You move abroad, and suddenly you're making more money and dating sexier women than you ever could in the states. So why aren't you happy?
Sep 30, 1997 | The Tokyo skyline is like a giant graveyard; the countless gray buildings are tombstones blinking neon-sign, Chinese-character epitaphs. Cylindrical chimneys belch puffy spirals of smoke. The highway rises a hundred feet above street level, uncoiling beside packed commuter trains and other, even busier freeways. The airport bus arrives at a large terminal. I step down from the bus into the swirl of humanity. I am lost.
I came to Japan because my luck ran out, because after graduating from college and moving to Manhattan where I spent a year aspiring to be a magazine writer, playing Rummy 500 with a few similarly employment-challenged cronies and losing a good deal of my parents' money betting on college football, I had no choice. During an angry telephone conversation my father told me he would no longer support me, and then my mother picked up the phone and mentioned the possibility of a job teaching English in Japan. Considering the circumstances, I was interested. Though I was born in Japan of a Japanese mother and an American-Jewish father, I grew up in the United States and had only briefly visited the land of my birth. The place remained for me exotic and foreign -- a wealthy island empire at the edge of the world where an indigent young man could start over. I decided I would try my luck at living abroad.

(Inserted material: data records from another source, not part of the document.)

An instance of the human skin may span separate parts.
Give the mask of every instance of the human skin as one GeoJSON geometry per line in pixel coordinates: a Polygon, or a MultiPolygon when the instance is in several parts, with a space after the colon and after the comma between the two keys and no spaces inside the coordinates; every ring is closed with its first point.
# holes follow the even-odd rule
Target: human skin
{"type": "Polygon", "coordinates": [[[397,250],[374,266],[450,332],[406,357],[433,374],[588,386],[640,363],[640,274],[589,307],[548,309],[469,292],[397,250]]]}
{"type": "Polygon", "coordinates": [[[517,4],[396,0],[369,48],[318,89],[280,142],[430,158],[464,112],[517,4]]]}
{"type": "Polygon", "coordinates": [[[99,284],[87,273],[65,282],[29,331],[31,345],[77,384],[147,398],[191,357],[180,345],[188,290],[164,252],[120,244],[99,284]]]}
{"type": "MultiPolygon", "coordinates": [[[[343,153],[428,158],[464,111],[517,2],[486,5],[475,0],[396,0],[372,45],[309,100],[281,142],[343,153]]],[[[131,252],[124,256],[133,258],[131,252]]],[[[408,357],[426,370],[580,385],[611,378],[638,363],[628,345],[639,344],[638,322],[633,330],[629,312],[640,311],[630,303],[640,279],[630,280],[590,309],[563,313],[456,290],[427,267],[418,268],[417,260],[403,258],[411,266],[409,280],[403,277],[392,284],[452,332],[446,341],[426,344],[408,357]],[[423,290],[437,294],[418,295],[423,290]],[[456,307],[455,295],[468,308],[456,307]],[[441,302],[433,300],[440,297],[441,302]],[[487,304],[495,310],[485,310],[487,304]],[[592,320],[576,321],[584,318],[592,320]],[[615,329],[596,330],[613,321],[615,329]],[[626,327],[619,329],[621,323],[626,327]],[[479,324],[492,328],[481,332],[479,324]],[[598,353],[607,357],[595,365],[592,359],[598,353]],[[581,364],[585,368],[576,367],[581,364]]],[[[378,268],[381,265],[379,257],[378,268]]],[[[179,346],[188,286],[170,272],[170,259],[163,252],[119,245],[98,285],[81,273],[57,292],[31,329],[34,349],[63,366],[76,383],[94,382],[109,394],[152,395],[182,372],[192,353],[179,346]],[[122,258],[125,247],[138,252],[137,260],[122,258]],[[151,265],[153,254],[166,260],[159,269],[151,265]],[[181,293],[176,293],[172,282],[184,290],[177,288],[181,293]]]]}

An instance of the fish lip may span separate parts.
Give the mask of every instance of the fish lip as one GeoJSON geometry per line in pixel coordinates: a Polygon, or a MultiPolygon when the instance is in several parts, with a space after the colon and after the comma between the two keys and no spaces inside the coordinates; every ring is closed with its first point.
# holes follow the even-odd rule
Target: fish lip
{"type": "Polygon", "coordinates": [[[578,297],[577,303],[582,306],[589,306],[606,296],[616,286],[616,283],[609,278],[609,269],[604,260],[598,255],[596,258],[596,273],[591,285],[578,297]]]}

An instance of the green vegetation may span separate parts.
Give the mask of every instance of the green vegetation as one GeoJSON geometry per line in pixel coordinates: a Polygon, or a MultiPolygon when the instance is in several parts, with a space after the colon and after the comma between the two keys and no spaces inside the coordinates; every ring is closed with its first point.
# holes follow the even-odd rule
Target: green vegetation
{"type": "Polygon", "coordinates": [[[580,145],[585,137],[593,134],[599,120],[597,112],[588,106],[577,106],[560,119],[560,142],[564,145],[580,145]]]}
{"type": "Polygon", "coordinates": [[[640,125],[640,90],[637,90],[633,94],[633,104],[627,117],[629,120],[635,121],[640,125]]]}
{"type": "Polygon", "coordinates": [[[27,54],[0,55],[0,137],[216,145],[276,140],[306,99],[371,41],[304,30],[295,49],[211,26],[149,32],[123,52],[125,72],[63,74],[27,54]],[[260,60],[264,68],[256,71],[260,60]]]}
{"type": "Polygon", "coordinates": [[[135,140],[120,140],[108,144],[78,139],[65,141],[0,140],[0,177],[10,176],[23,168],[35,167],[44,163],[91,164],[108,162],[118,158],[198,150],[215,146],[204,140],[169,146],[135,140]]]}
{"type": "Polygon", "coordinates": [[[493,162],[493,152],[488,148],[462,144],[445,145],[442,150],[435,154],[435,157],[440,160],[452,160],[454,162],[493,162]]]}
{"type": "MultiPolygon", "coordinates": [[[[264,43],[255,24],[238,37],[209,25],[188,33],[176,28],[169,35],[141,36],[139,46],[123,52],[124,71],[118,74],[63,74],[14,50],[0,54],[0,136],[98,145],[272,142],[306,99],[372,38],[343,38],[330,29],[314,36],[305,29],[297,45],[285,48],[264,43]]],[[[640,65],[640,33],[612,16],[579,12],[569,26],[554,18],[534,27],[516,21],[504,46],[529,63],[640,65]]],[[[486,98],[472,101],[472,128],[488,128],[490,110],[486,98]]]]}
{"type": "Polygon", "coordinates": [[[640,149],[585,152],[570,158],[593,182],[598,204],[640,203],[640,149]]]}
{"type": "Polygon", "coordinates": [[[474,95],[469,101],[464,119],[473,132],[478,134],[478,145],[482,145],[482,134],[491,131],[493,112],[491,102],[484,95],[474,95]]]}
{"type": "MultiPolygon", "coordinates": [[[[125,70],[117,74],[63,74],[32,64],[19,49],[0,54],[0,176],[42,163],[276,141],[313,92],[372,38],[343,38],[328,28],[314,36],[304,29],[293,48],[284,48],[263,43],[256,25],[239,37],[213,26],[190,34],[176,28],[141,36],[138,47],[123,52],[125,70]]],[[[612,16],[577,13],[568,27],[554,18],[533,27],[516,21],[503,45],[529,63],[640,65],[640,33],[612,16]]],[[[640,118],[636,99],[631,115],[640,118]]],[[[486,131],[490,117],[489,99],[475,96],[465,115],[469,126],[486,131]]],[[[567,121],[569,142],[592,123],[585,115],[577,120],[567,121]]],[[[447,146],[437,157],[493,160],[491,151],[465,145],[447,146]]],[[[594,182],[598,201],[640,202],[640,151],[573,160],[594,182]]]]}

You don't know when you board that jumbo jet how long you will be gone. You know only that you have to go. You are perhaps running from something rather than to anything. You are motivated not just by a desire to change the scenery, but by an urge to transform yourself, by a belief that although you don't like yourself much in New York, you will love yourself in Shanghai, Prague or Mexico City. There you will become the dashing, secure, desirable person you have never managed to become here. You go for broke. You cut your losses. You make a run for the border.
There are different ways to bolt. There are those who meticulously plan their expatriate sojourns, enlisting grants, foundations and fellowships that ease them into cushy lives abroad; there are those who graduate from college, hear that beer costs 18 cents a mug in Bucharest and hop the next standby flight to Romania; and there are those for whom it comes down to a simple choice: overseas or jail.